Ждал тебя… Вот беда: не смог окончательно доканать меня к ночи даже его виски…
Пока этот ужасный пьяница, прославившийся следующей фразой, сказанной им в Индии, когда он упал на улице, во время землетрясения, «я не думал, что я так полон…», оплакивает в таких выражениях свое странное ночное разочарование, Раймонд, сидя за туалетом, улыбается своим мыслям. Он видит себя в этот самый час, когда Герберт ждал его у Филиппа, в гостиной улицы Тильзит разговаривающим с Габриеллой и Жюльеттой. О чем? Он помнил лишь туалет госпожи Тильер, ее черное кружевное платье на розовом муаре, то самое, в котором она была в первый вечер. Между тем Герберт настаивает:
– Вот уже шесть дней, что тебя нет!.. Какая-нибудь новая буржуазка? А…
– Поверь, что нет, – сказал Казаль. – Я ложился в одиннадцать часов, так как чувствовал себя утомленным.
– Это хорошо на тебя подействовало, – продолжал тот, – прекрасный цвет лица, свежий взгляд, все хорошо. Ты готов?

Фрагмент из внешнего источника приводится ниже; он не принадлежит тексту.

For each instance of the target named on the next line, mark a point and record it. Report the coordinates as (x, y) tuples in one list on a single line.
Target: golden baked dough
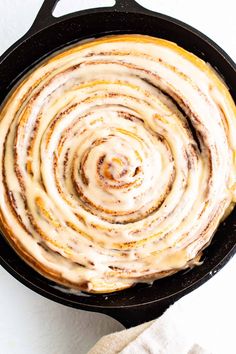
[(118, 162)]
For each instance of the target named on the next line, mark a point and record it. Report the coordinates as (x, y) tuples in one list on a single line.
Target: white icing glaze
[(102, 181)]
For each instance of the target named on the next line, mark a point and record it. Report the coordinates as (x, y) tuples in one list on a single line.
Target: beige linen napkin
[(170, 334)]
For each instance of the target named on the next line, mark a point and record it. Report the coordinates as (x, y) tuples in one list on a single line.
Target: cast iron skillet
[(142, 302)]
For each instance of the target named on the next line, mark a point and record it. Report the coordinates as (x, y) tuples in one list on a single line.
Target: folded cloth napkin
[(170, 334), (202, 322)]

Дело в том, что уже в течение многих лет Казаль не был так хорош, как теперь, и никогда еще ощущение физической жизни не было в нем так сильно. Гулявшие в это утро по аллеям Буа элегантные дамы, увидев его, когда он проезжал верхом, говорили друг другу:
– Он удивителен, этот Казаль, ему всегда на вид двадцать пять лет!

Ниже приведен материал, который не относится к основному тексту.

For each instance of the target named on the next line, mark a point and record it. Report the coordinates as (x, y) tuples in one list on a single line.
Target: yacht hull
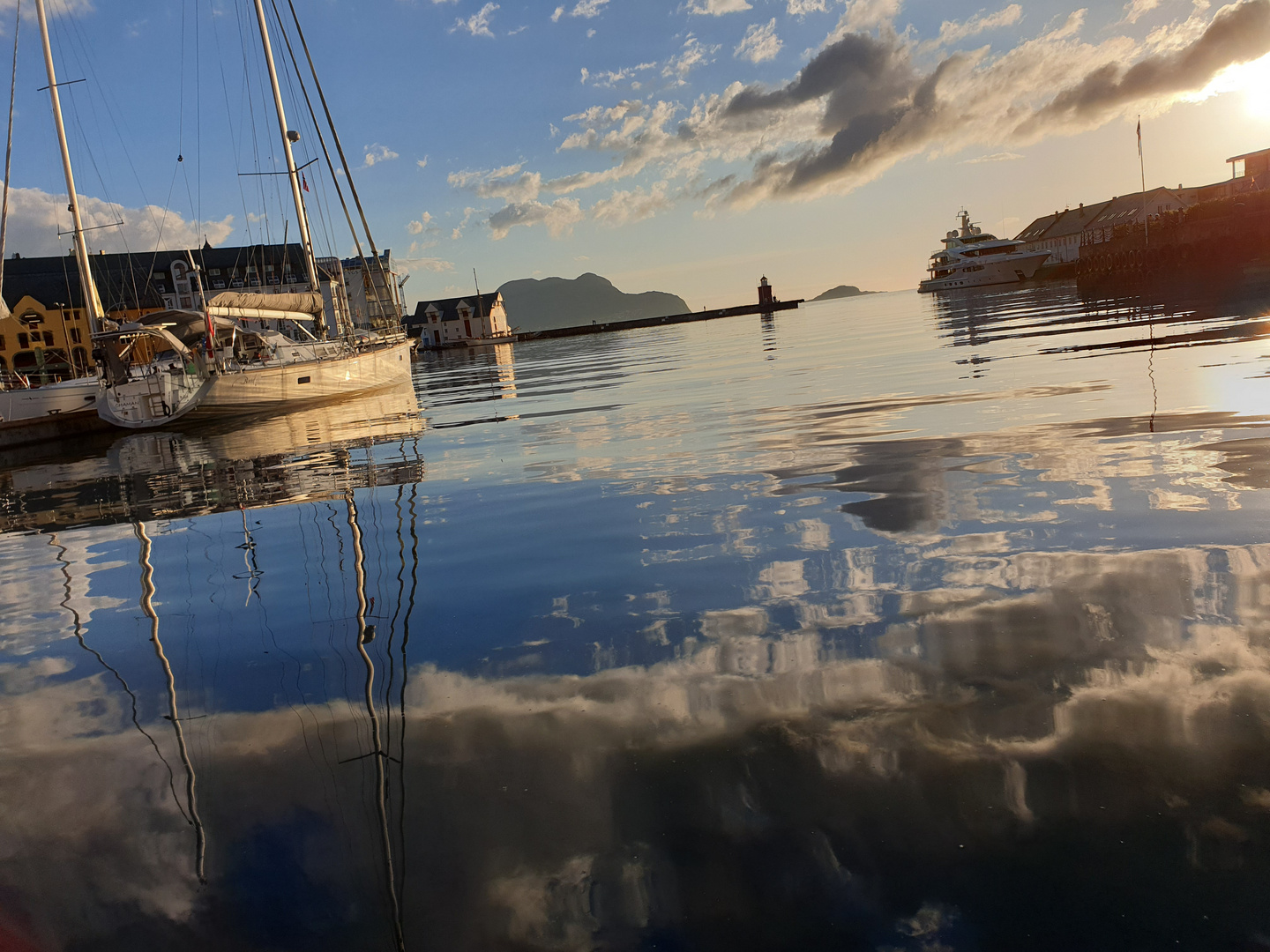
[(1009, 271), (292, 383), (52, 412)]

Когда романическая любовь заставляет молодеть профессиональных кутил, вторая и самая могучая причина, хотя и вполне противоположная этому самому романтизму, кроется в том, что они внезапно отказываются от всех излишеств. Тогда в их физиологии происходит нечто вроде ненормального оздоровления. Истощающие утомления ежедневных кутежей сменяются экономией сил, обновляющих всю мужскую энергию, и – такова ирония природы – тот, у кого происходит это обновление, ощущает его под видом чувственной радости.